I haven’t made a doctor’s appointment to begin the process of discovering the reason for my morning soreness. Right now, it presents a little inconvenience in the mornings and dissipates like a mist once I force myself into motion. My sister suffers with Fibromyalgia, and she suspects I have the same problem. If the symptoms persist, I suppose I’ll have to try for a diagnosis. As I spend quite a bit of time taking my mother to her various doctors, I dread having to spend any additional time in waiting rooms!

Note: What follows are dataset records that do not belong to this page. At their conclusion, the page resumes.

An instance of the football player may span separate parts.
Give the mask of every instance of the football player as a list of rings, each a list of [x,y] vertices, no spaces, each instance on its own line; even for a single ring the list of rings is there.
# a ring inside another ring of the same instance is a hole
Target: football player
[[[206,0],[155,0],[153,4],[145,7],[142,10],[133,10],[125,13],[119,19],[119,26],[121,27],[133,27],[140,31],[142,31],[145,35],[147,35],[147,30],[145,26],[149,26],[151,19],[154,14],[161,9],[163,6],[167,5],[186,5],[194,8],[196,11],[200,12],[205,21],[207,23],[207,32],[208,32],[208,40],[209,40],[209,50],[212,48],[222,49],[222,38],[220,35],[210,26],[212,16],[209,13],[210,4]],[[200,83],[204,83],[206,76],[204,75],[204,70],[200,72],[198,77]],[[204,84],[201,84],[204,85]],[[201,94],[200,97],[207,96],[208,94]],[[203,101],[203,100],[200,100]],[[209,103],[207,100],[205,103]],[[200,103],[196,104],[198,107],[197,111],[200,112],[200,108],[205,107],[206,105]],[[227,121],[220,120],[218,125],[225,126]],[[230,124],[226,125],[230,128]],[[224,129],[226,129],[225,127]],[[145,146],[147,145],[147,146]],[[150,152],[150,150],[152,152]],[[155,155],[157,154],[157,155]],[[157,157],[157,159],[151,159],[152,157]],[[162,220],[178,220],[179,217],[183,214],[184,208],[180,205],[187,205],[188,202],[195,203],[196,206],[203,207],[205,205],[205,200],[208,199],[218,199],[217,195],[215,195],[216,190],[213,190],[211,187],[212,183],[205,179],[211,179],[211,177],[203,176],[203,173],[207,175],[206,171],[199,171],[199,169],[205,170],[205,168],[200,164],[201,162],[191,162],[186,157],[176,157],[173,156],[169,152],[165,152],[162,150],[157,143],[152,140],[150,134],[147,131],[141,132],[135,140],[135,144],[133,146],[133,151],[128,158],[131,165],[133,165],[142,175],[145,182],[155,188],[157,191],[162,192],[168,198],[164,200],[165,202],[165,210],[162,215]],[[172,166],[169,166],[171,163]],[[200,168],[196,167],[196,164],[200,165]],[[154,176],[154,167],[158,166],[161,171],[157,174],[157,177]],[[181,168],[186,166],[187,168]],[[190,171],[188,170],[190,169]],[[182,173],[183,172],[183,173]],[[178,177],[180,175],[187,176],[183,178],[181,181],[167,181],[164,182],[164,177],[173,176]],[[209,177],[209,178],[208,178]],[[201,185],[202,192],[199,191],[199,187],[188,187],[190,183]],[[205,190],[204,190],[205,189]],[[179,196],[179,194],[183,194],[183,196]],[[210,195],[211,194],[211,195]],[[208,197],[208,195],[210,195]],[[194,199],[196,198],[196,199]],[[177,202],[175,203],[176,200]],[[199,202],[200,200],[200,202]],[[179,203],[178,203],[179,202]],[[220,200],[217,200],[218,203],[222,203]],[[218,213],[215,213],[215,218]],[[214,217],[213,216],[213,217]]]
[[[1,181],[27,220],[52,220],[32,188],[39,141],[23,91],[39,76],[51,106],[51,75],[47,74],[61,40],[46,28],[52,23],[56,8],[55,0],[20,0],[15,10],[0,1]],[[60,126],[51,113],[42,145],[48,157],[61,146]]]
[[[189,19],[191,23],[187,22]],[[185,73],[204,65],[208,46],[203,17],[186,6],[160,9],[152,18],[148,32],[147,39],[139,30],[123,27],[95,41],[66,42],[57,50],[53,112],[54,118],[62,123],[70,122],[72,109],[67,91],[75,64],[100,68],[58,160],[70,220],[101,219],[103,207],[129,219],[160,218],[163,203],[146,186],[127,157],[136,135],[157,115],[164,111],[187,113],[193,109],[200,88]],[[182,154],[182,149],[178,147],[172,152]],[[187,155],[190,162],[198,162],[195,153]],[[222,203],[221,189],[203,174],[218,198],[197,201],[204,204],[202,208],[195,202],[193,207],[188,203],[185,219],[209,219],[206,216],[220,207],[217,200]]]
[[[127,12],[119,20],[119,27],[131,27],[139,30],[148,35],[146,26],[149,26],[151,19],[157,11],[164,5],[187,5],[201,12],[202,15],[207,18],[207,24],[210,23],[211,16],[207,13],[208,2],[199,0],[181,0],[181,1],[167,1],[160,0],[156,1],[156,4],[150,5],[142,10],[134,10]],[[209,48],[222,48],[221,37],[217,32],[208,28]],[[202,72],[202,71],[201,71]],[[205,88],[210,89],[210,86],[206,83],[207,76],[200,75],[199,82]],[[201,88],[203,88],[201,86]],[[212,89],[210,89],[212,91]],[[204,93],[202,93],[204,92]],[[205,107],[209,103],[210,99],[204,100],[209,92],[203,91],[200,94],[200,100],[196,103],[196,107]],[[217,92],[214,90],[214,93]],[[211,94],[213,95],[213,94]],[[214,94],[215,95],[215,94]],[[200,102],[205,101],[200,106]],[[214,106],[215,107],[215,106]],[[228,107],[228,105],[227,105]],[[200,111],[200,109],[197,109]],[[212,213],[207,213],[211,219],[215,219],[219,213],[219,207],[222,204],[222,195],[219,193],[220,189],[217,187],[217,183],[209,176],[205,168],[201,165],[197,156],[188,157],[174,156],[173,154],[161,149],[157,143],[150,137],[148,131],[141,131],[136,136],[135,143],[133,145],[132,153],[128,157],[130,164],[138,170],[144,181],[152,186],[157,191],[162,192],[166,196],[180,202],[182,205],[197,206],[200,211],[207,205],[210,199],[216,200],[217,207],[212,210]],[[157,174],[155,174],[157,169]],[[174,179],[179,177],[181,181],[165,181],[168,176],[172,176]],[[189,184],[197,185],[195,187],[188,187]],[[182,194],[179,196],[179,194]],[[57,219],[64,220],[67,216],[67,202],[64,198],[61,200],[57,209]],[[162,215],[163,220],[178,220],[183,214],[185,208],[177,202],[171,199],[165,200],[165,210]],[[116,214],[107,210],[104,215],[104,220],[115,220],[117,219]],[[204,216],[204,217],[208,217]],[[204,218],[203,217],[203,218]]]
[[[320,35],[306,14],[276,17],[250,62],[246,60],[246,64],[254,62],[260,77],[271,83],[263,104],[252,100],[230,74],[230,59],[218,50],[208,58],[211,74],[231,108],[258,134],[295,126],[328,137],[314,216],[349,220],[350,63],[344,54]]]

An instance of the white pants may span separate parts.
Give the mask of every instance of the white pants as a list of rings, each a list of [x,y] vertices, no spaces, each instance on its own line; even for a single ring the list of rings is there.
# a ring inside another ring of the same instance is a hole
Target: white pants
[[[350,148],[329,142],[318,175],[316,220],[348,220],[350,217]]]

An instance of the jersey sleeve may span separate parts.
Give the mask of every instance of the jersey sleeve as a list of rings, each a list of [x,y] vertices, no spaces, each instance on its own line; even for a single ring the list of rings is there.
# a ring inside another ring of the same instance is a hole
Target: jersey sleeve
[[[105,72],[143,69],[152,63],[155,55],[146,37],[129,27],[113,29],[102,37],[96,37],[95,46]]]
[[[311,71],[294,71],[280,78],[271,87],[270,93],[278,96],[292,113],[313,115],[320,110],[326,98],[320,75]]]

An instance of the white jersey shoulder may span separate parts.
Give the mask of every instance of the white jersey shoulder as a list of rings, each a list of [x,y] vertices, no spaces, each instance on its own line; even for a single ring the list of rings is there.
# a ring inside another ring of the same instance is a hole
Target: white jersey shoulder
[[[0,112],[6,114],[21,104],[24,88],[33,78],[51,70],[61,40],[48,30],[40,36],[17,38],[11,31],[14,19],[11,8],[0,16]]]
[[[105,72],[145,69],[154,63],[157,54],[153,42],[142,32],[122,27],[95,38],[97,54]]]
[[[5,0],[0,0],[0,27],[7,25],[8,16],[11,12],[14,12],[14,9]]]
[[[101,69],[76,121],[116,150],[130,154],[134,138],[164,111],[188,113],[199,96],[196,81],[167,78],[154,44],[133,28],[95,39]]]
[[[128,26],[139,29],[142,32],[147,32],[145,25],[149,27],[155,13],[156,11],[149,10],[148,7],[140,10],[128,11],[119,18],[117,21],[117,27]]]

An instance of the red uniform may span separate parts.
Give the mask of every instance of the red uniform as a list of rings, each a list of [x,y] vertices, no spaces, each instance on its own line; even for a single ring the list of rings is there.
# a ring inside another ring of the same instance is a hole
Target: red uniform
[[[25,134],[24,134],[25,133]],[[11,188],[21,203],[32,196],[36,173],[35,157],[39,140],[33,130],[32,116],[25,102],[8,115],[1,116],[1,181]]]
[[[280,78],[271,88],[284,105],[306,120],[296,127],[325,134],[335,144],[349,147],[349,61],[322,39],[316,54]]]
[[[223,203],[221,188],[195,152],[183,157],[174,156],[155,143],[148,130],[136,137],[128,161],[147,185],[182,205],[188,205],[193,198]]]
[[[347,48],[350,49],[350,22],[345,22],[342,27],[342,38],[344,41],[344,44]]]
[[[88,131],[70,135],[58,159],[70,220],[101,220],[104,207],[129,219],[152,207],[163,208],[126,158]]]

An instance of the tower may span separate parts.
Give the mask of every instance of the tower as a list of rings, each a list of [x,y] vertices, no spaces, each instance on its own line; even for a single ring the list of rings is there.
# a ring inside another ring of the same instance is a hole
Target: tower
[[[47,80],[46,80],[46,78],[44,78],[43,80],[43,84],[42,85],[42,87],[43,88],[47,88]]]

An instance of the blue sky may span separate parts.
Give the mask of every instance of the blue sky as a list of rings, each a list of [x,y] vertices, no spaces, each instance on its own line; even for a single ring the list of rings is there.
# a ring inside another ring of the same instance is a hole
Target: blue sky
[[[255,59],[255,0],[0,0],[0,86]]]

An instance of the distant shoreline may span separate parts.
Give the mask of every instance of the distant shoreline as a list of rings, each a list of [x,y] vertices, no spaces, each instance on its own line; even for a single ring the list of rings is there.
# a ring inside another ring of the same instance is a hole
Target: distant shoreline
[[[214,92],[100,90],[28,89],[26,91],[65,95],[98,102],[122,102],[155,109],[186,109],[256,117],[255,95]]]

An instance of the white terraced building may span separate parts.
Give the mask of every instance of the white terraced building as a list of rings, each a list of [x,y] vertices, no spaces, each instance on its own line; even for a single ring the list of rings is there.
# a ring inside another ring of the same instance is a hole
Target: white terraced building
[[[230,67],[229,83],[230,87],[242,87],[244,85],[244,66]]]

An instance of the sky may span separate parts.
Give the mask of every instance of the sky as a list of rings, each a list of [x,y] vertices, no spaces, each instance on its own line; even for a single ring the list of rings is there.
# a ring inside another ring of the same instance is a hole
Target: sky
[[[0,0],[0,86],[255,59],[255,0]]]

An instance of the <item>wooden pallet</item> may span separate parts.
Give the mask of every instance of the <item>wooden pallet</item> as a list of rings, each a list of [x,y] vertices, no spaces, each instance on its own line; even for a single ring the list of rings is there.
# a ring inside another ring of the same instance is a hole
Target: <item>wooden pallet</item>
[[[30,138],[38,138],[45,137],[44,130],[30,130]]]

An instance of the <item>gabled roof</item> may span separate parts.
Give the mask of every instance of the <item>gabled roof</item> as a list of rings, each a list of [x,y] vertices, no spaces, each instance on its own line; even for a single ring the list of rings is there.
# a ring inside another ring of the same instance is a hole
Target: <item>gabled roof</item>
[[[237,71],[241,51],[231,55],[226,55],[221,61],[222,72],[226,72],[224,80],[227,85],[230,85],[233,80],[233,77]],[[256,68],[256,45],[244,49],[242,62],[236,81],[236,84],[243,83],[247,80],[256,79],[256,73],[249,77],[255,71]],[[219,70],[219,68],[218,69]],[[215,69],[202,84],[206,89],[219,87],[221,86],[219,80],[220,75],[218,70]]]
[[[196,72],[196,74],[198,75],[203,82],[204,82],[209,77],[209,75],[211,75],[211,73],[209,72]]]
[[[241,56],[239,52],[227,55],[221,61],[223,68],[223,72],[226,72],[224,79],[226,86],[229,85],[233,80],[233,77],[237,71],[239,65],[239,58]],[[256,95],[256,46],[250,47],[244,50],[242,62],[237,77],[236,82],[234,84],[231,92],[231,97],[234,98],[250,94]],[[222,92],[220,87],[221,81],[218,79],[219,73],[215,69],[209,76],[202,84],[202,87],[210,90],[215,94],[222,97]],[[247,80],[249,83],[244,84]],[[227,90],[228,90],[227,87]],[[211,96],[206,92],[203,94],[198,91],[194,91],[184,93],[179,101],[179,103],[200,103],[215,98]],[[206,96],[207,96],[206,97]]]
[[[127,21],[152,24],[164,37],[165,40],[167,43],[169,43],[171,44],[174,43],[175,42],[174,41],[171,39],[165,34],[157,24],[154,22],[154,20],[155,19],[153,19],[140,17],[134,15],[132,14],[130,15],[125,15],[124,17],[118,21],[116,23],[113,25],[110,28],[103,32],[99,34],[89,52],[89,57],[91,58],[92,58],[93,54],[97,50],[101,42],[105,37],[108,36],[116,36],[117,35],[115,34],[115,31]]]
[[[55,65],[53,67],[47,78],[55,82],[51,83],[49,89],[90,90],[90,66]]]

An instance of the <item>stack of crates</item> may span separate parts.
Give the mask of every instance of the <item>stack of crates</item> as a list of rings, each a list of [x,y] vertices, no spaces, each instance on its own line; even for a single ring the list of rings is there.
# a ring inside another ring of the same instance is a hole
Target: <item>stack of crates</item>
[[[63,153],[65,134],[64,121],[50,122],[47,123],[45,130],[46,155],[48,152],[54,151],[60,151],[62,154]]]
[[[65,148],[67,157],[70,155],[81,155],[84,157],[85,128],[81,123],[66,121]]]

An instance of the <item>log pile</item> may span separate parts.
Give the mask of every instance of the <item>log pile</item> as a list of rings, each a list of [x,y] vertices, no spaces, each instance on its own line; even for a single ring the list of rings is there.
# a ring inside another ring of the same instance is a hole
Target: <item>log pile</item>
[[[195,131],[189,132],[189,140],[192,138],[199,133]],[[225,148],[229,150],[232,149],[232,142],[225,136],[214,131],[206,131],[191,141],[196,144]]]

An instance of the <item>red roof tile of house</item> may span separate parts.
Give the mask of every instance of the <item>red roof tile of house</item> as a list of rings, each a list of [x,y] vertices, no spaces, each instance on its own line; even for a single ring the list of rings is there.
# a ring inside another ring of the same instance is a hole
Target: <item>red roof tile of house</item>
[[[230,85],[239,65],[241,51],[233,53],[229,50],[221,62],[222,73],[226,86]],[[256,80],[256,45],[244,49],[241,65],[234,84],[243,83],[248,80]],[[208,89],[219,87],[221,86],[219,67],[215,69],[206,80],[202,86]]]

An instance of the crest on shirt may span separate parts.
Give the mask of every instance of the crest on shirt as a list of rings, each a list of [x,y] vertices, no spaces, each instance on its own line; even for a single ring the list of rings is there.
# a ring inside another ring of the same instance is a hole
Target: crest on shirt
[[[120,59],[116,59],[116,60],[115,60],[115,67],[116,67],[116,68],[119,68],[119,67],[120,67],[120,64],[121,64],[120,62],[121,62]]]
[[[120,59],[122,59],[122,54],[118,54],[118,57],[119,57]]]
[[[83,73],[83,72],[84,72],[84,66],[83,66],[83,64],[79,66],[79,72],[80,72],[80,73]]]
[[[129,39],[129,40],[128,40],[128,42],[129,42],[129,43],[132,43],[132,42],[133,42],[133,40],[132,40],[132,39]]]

Always, in the back of my mind, runs the worry that any changes I note in my body or mind may signal the first symptoms of Huntington’s Disease. I can have genetic tests done, but I decided there’s more hope in not knowing. Without testing, I have a 50% chance of being HD free. With testing, I could learn that the CAG repeats skipped me—that I’m definitely free of HD. Wonderful news, of course. The flip side of the genetic testing would be that I do carry the disease. At this point in my life, I don’t want that particular 100% certainty. Being an optimist, I tend to amble through my days with the belief that I don’t carry the disease. In my case, ignorance is bliss!
People who know me well probably find my decision not to run the genetic tests puzzling. The motto “Hope for the best, but prepare for the worst” has guided many of my life decisions in the past. By clinging to the hope of being HD free, my behavior may not reflect preparing for the worst. However, I took out long term care insurance before I turned fifty, locking in at a pretty decent rate. I can, with a clear conscience, put on any insurance applications that I am disease free since I show no symptoms. My siblings have elected to take a wait-and-see approach as well. Maybe we dance with denial, but as long as each of us remains symptom free, this seems the best approach. We focus on the challenges that Mom faces and set aside the possibility of dealing with HD within our own generation.